Specialist heritage insurer Ecclesiastical is warning historical properties to take precautions following a spate of ‘smash and grab’ raids across the country.

Within the past two years there have been at least 10 smash and grab style attacks at stately homes, according to Stately Home Hotline Bulletin.

In its most recent data from May 202, raiders plundered irreplaceable items from Arundel Castle, including historical artefacts that belonged to Mary Queen of Scots.

A solid gold toilet worth £4.8 million was stolen from Blenheim Palace in September 2019 and an 18th century presentation gold box and a Faberge gold cigarette case set were among items stolen in a raid at Sudeley Castle in September 2019.

‘Smash and grab’ attacks are carried out at speed, using extreme force to overcome physical barriers to gain access to properties. Burglaries are carefully planned, targeting portable high value items that may be stolen to order. Thieves aim to get in and out of a property as quickly as possible, often ignoring any intruder alarm protection on the basis they will have left the property well before any police response arrives, or planning their route of entry and exit to evade detection.

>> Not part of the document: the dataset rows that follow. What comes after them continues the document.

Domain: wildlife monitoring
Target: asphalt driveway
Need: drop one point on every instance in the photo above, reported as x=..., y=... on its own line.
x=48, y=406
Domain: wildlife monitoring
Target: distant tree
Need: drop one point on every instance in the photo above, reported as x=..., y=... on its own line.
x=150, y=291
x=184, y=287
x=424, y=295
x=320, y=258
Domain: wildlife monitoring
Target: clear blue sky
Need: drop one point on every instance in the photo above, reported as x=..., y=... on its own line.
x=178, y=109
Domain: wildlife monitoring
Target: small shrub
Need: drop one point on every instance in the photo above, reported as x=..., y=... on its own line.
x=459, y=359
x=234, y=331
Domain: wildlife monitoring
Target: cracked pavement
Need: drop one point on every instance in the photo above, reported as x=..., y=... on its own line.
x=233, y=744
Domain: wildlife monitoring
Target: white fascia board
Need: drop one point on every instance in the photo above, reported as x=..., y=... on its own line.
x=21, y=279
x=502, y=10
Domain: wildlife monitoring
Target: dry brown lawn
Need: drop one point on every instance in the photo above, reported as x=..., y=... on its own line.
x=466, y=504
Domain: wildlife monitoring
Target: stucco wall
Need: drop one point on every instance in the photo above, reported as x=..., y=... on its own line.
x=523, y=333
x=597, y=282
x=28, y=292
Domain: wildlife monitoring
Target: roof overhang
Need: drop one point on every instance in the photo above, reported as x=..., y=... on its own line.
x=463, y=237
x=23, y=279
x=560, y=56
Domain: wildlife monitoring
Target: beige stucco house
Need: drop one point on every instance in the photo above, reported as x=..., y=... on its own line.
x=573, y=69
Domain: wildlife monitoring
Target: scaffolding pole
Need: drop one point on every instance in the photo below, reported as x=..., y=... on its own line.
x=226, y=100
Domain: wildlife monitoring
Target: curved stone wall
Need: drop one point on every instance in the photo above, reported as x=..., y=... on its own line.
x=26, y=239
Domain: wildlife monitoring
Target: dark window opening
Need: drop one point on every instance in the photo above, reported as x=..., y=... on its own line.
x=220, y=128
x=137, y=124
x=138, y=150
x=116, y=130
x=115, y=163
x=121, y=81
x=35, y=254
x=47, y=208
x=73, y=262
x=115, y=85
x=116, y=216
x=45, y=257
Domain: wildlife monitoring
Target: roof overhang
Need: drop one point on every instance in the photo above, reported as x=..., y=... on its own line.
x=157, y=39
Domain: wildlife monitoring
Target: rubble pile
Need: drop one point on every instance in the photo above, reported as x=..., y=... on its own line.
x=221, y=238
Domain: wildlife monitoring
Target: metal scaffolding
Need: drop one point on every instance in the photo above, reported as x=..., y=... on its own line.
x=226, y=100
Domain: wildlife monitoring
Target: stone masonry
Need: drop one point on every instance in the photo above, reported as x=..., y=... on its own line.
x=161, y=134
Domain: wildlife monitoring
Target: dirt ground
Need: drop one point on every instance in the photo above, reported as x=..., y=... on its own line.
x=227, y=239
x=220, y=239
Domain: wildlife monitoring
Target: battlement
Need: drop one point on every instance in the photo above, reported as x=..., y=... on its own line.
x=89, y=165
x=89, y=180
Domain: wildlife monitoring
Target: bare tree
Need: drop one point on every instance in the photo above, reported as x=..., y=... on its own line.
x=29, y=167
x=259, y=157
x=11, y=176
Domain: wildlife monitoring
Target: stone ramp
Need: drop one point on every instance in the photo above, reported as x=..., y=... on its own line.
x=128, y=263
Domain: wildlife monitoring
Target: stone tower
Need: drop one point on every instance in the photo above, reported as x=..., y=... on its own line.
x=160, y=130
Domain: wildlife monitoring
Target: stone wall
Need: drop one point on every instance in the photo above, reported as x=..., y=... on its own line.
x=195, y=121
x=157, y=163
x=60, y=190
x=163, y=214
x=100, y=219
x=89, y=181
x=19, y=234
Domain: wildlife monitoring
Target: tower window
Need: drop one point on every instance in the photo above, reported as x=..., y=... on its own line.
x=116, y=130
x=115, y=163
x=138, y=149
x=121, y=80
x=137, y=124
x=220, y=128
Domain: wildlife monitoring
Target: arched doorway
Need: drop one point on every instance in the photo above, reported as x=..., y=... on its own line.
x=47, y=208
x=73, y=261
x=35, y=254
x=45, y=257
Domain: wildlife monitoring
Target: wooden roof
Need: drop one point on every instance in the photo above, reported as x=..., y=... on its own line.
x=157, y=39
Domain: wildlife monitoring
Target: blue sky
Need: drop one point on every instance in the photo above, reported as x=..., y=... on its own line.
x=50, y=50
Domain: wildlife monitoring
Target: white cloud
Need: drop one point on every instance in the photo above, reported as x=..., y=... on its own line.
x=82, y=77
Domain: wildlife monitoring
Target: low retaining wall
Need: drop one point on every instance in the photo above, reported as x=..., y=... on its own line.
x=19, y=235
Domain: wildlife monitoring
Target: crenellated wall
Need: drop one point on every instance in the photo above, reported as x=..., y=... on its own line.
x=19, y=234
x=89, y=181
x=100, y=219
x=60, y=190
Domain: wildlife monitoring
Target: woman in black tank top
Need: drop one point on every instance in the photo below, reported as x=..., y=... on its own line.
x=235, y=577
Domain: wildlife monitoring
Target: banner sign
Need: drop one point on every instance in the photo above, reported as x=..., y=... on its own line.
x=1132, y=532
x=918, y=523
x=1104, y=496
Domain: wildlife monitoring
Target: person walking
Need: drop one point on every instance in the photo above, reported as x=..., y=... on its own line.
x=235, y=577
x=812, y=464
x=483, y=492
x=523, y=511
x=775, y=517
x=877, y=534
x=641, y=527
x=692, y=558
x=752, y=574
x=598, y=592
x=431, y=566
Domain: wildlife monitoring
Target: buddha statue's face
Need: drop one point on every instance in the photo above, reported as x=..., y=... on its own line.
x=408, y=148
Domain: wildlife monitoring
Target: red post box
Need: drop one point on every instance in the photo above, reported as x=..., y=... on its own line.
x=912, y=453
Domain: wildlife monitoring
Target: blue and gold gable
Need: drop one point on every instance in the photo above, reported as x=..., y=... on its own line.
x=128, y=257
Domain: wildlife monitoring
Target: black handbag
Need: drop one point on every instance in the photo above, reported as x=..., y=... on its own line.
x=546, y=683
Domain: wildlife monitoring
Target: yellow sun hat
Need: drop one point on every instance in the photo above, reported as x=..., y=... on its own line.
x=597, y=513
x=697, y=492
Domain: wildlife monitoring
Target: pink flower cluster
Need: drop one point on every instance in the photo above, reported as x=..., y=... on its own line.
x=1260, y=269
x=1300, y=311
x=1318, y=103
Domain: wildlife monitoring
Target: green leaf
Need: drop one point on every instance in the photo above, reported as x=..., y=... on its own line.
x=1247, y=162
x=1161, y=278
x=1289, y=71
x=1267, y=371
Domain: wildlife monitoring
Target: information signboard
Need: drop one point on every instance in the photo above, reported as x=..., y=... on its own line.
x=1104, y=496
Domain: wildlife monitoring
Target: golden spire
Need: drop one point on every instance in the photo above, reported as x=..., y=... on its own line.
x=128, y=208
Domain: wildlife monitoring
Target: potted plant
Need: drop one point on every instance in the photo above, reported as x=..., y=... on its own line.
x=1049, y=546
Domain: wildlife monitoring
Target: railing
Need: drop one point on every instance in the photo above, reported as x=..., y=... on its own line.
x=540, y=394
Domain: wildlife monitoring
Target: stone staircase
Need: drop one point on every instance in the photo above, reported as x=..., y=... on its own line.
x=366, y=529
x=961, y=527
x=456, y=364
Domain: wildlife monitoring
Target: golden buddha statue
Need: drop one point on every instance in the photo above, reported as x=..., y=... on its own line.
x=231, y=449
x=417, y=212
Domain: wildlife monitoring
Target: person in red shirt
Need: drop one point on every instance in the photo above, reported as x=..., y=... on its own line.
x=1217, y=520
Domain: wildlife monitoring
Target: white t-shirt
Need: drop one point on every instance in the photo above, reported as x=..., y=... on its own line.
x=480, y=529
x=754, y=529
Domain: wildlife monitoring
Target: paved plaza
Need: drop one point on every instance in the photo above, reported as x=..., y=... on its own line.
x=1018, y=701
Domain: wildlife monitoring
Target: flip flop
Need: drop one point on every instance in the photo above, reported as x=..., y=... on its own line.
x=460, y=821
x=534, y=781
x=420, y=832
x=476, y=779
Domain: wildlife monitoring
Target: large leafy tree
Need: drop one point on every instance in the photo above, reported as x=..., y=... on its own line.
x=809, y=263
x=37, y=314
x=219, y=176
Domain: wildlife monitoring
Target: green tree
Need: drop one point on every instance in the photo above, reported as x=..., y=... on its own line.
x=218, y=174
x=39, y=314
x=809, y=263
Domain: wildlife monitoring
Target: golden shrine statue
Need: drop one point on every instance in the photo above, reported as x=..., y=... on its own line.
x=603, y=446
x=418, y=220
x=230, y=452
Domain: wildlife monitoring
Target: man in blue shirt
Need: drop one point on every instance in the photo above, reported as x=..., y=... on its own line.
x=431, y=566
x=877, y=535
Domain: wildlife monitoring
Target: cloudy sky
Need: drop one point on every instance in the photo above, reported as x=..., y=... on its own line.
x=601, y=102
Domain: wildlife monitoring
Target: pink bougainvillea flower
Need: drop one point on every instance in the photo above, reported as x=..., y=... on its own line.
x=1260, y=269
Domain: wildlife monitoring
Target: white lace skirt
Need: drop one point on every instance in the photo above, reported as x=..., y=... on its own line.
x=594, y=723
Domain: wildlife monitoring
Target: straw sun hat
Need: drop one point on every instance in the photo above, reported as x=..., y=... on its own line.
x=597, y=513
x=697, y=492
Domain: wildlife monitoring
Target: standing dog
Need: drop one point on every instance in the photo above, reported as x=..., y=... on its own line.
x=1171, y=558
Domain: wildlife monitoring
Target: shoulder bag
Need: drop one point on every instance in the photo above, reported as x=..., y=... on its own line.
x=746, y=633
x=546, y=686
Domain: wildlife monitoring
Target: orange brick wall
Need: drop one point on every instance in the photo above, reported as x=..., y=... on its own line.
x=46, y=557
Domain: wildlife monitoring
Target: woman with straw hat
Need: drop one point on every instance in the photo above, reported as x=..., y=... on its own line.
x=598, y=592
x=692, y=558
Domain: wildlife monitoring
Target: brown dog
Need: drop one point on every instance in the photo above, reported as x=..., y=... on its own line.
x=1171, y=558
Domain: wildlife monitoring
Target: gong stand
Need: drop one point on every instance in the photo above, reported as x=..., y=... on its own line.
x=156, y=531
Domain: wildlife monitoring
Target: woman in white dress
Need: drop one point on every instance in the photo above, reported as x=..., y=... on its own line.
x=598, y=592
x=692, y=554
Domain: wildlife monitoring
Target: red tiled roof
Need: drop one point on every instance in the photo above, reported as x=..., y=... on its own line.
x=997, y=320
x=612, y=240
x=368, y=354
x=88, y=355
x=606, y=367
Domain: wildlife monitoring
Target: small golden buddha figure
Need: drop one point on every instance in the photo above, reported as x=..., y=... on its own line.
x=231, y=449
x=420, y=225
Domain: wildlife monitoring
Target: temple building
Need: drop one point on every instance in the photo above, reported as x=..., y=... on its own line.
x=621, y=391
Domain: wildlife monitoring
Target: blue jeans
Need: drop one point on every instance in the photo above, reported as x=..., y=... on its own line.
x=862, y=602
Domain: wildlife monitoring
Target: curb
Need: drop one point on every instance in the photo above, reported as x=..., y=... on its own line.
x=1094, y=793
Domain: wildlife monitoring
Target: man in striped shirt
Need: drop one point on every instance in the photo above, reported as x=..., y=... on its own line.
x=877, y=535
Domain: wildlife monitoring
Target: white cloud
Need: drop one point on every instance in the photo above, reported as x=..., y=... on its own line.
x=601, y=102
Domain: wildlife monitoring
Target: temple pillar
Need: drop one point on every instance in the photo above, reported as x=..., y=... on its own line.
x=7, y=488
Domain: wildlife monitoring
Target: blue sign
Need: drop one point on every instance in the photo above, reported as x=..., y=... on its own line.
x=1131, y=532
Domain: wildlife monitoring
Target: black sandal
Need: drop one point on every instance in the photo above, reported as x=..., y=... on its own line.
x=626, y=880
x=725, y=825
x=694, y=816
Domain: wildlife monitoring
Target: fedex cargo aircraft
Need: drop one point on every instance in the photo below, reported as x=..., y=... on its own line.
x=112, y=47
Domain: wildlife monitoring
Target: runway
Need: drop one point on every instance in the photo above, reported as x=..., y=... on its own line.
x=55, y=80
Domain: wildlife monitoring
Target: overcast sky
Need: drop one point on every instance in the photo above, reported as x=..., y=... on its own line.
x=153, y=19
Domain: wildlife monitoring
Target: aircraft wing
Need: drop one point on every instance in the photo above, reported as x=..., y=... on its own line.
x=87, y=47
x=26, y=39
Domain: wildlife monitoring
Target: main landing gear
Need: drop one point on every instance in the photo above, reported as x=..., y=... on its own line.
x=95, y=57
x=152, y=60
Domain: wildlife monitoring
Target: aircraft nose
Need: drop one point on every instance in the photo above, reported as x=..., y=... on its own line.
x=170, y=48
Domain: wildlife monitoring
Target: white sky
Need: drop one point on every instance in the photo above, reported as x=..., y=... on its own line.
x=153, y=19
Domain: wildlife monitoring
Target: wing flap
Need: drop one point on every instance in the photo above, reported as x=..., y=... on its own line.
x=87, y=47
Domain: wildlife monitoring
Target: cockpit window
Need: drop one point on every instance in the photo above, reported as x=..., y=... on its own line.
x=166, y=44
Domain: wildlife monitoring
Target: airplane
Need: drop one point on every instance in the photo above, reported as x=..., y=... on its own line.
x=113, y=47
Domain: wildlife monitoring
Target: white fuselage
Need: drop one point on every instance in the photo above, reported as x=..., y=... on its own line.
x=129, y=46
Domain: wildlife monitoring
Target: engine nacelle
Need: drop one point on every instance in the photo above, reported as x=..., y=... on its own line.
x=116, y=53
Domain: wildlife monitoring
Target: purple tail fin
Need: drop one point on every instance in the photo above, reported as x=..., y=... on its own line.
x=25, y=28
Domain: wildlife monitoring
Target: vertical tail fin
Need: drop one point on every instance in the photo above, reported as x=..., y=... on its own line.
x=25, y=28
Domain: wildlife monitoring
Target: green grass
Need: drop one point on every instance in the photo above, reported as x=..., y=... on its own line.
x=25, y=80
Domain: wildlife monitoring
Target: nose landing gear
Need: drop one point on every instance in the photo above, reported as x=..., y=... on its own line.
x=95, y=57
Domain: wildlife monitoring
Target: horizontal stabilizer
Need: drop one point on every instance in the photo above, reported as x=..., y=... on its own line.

Smash and grab attacks can be highly profitable for thieves, with hundreds of thousands of pounds worth of items stolen. Any stately home or institution with high value small, easily portable items should consider itself to be at serious risk.

How to protect your heritage property from smash and grab attacks 

Try to locate portable valuable items away from the building perimeter, as far from external doors and windows as possible. The further thieves have to enter a property the longer it will take and the greater the risk of detection.

Where valuables are out on display to members of the public house them in security designed attack resistant display cabinets. Laminated/security glazing should be used and cabinet frames, locks and hinges should be designed to resist physical attacks.
If virtual tours of a property are included on websites avoid including the location of electronic security measures, such as intruder alarm and CCTV systems, which could be used to inform a planned attack.

Review perimeter security arrangements. Restrict vehicular access to the site and locate any designated parking as far from the main property as possible. The further thieves have to travel on foot the greater the risk of detection and the less they can carry away with them.

The full list of smash and grab risk guidance is available to view on the Ecclesiastical Insurance website.

Faith Kitchen, Customer Segment Director at Ecclesiastical Insurance, said: “As the UK’s leading insurer of Grade I listed buildings, we’re passionate about protecting Britain’s heritage. During the past few years we’ve seen an increase in smash and grab style attacks at heritage properties and this trend is likely to continue. We hope this new guidance will encourage people to think about the risks and how best to protect their properties from future smash and grab attacks.”

Sir Thomas Ingilby, Editor of the Stately Homes Hotline, said: “These raids are carried out clinically and with total disregard for the heritage property that is being attacked. By stealing items of national and international historical and cultural importance for criminal gain they are selfishly depriving the public the opportunity to see and admire these unique artefacts.”